As my children got older I began using Internet resources and printables. We never bought an official curriculum. My goal was to use as many free resources as possible.
My role in homeschooling was organizer. I gathered all the materials and my husband implemented the lesson plans with the exception of my day off. I liked to do the lessons on that day.
We tried several schedules. We did 30 minute blocks of each subject daily, we did block scheduling where we did 1 hour block and alternated days, we did group lessons and individual lessons. We did a 9 month school year, we did year round school. We pretty much tried it all.
As the children got older and the family grew, the dynamics changed. I think every family, regardless of size, has these kind of growing pains. It was harder to do it all, watch littles, homeschool the bigs, get the chores done and everything else that goes along with it.
We took longer than normal breaks. Instead of a week between semesters it was two. A short break for moving or a new baby turned into a month. We began to stop homeschooling...or did we?
One thing I can say for sure about children is they never stop learning. They are constantly absorbing and sharing and applying information. While we had suspended our formal lessons, my children continued to learn. Some, being more studious than others, would take out their workbooks and work in them, others would find some project to create.
They would find something that interested them, spend a week or so fixating on it and move on to the next. I would stress about resuming formal lessons and try for a week and we would fall back into our natural pattern of doing our own thing. After a few of these last bit attempts to organize and plan our homeschool I realized, we weren't not schooling, we were un-schooling.
Unschooling is life. Its simple, it's fun, it's rewarding. It's actually what most adults do. Why is it so hard to grasp the concept and apply it to our children?
Unschooling is not a lack of education, it's a lack of processed education. Think about the last thing you learned. Maybe you taught yourself to crochet.
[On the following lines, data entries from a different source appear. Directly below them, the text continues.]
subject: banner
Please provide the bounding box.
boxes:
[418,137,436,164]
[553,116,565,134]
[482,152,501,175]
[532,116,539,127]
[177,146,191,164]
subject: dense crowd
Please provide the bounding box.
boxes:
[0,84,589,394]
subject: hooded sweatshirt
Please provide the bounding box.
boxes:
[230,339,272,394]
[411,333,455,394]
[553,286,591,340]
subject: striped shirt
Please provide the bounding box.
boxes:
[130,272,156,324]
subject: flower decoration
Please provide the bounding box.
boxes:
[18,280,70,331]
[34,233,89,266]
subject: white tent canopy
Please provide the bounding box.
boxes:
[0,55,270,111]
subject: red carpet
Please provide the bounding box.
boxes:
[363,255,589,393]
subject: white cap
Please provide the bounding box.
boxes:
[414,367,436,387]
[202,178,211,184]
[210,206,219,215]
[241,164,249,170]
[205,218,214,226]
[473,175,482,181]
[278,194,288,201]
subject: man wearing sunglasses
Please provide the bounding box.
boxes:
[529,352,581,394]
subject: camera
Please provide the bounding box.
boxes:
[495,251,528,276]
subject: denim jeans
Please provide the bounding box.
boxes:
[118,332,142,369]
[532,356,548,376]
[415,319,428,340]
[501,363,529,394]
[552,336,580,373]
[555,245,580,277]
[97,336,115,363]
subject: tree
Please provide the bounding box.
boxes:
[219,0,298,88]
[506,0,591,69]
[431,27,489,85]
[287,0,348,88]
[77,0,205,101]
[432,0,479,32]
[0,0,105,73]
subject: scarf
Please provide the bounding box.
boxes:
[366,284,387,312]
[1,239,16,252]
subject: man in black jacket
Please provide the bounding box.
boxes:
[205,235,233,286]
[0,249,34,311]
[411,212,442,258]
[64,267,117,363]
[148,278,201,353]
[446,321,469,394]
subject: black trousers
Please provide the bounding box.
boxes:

Maybe you took a Spanish class. Maybe you finally got that recipe for fresh baked bread right. This is how we learn, we find a desire or a need and we go from there.
We learn best by doing, we learn better by doing what we are passionate about.
Many people confuse education with memorizing and regurgitating facts. This works short term and makes test scores look good. One of the biggest excuses I hear from parents regarding why they can't homeschool is that they aren't smart enough.
It is my thinking that if they went to school and leaned all of the stuff their child needs to learn, they should be able to share that knowledge with their child.
But they can't. Because the didn't learn, they just memorized. This is a faux education. It perpetuates the myth that parents are not qualified to teach their child. Any parent who has a desire to, can homeschool.
So what do we do when we need or want to know something we don't? Our first "rule" in homeschooling is to help our children to use the resources they have to get the information they need. I took 3 years of algebra. (I had to take algebra 1 twice). I have no interest in teaching algebra. What I do have is a desire to help my child learn, and a vast array of books and Internet sites. I can help my child learn how to learn algebra.... When (s)he is ready. This usually happens when a life situation arises and we can use a real life application. And these actually come up often. We use it to find out how many of something we can make with the resources we have, (if we have 40 lbs of pasta and we use 3# per meal,how many pasta meals can we make) we also use it to figure out our gas budget, how to divide snacks evenly etc.
So what does homeschool look like today? It actually looks a lot like play. My 14 year old has planned and planted our garden. My 12 year old likes to take things apart to figure them out. They all have been working on building small boats to have a boat race in the creek. They are using whatever materials they can find and are discussing the properties and benefits/flaws of each one.
Peer teaching is a valuable asset. My children love to share what they have leaned with each other. We know that group work is just as important as independent study. We love to have group discussions.
I let my children plan their "lessons". As I type this my 5 year old went into our library, grabbed a pair of scissors, scotch tape and an empty box and made a Vambrace/Gauntlet. When the tape failed he tried the glue. I love watching my children's experiment.
My children have the freedom to let their creativity dictate their education and it comes in many forms. This kind of education doesn't come from a factory. It has to be cultivated individually. It varies by child, by age and by the daily changes in life. We cannot duplicate this in a classroom.
Set your children free and unschool!